On Thu, 17 Mar 2022 11:45:24 +0100 Ivan Vecera wrote:
> Recent commit 974578017fc1 ("iavf: Add waiting so the port is
> initialized in remove") adds a wait-loop at the beginning of
> iavf_remove() to ensure that port initialization is finished
> prior unregistering net device. This causes a regression
> in reboot/shutdown scenario because in this case callback
> iavf_shutdown() is called and this callback detaches the device,
> makes it down if it is running and sets its state to __IAVF_REMOVE.
> Later shutdown callback of associated PF driver (e.g. ice_shutdown)

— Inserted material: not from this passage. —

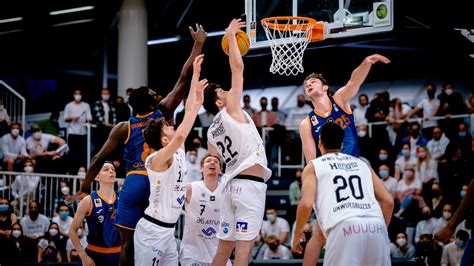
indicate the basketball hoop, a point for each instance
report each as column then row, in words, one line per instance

> is called. That callback calls among other things sriov_disable()
> that calls indirectly iavf_remove() (see stack trace below).
> As the adapter state is already __IAVF_REMOVE then the mentioned
> loop is end-less and shutdown process hangs.

Tony, Jesse, looks like the regression is from 5.17-rc6, should
I take this directly so it makes 5.17 final?